The survey on the buying habits and economic circumstances of UC Berkeley students, undertaken by the Berkeley Chamber of Commerce, was reported in the May 24, 1939, issue of the Berkeley Daily Gazette.
A mail survey was sent to 500 students and 431 responded. Results were tabulated for the Chamber by a UC economics professor. In 1939, $60 was equivalent to a little over $1,000 a month today.
Students reported a wide range of income levels. "140 stated that they had $50 or less per month to spend ... twenty-seven students reported monthly incomes of $80 or more." On average, the respondents spent $1.90 a month on movies, "with Friday the most popular theater-going day."
Men spent nearly $3 a month on dances ("class and organizational"), $1.14 on corsages, and $3.57 at hotels. (These are averages of expenses, not exact prices for those particular services. And housing costs were not summarized.)
"Those who eat in restaurants get by on forty-five cents a day. Students preparing their own meals average $17.56 per month on food expenditures."
Of 265 students answering the question "Do you own a car," 93 replied they did. A suit of clothes, most students reported, cost $30 to $35, a substantial sum if you consider that average total living expense of $60 or less per month.
"Only 30 percent spend money for liquor and the weekly average of students reporting is $2.03, with mixed drinks costing 81 cents, about three a week; whiskey 74 cents, not over four drinks, and 48 cents for beer. No one reported buying wine. Most of the beer is purchased in Berkeley and the 'hard' liquors in Oakland and San Francisco."
In comparison, they averaged $1.37 per month in candy purchases.
Men averaged 90 cents a month on haircuts and barbers; women students averaged $3.09 on hair stylists and manicures.
Finally, "more than 50 percent of the undergraduates said they intend to live in Berkeley or vicinity after graduation."
On May 23, 1939, the Berkeley Junior Chamber of Commerce announced plans for "a citywide fuchsia garden contest."

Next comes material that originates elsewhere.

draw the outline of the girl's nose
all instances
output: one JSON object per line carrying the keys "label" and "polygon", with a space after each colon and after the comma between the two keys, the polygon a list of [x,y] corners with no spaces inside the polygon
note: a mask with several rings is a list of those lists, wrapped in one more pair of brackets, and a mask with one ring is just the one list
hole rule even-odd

"The contest will be for 'front gardens,' those gardens visible from the street." Winners would receive gift certificates to Berkeley Horticultural Nursery.

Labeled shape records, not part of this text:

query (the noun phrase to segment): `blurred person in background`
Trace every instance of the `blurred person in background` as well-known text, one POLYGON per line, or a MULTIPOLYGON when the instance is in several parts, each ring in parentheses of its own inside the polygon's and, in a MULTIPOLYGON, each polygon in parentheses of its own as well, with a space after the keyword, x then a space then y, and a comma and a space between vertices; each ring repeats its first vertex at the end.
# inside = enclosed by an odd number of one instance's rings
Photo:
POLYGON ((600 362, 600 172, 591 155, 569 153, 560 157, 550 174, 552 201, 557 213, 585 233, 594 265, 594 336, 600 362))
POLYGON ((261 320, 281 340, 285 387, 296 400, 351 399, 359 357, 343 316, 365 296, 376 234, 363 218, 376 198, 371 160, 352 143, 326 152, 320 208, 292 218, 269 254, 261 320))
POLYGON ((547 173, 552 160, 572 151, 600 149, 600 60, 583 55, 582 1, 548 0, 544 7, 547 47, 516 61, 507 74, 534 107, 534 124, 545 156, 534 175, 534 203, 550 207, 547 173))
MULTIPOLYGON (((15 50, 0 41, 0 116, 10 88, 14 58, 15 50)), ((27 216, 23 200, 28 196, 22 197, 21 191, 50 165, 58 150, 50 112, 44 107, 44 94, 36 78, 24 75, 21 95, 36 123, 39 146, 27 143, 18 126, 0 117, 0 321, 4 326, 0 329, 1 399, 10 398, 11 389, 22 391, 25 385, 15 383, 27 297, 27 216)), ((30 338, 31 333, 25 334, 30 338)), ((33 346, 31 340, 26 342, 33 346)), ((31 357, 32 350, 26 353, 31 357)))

"The fuchsia is Berkeley's official flower and the Berkeley Chamber of Commerce wishes to make this contest the outstanding civic event on its spring calendar," said Floyd Talbott, president of the junior Chamber. "Size of the garden and others flowers in the garden will be considered as incidental in the judging."
(Fuchsias -- once one of the gardening glories of our city, where the American Fuchsia Society was founded in 1929 -- received a severe setback in the early 1980s with the arrival of fuchsia gall mites from South America.)

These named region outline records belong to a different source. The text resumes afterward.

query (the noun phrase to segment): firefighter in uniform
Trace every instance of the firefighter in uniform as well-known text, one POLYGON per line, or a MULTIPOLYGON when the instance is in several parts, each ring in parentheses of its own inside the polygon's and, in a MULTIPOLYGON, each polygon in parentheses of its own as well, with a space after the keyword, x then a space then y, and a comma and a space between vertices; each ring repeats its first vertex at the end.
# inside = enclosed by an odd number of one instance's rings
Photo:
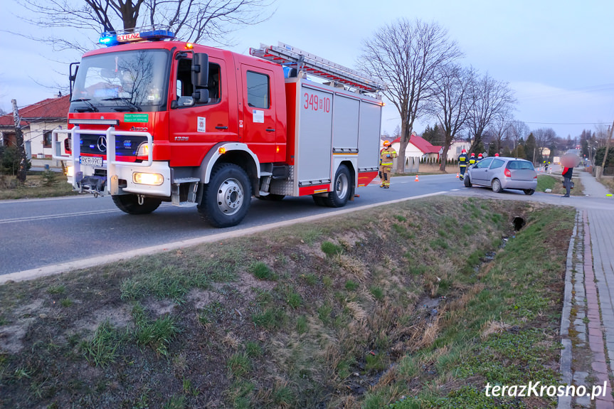
POLYGON ((469 166, 475 165, 477 162, 477 159, 475 159, 475 154, 472 153, 471 157, 469 158, 469 166))
POLYGON ((396 157, 396 151, 392 149, 389 141, 383 142, 383 149, 379 152, 379 187, 390 188, 390 174, 392 171, 393 159, 396 157))
POLYGON ((465 171, 467 170, 467 165, 469 164, 469 161, 467 157, 467 149, 460 151, 460 155, 458 156, 458 168, 460 171, 460 180, 465 177, 465 171))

Meanwhile, the Berkeley Garden Club announced on May 24, 1939 that its first Rose Show would be held in the City Council chambers on June 17. A display of roses from the Berkeley Rose Garden was planned, and local gardeners were invited to bring in their own roses for display.
"Berkeley gardens contain many fine roses," the club noted, expressing the wish that the show would become an annual event.
On May 30, 1939, the governor announced that Bay Bridge tolls would probably be cut from 50 cents to 40 cents in the near future. Those 40 cents in 1939 would be equivalent to more than $6.80 today, higher than current Bay Bridge tolls.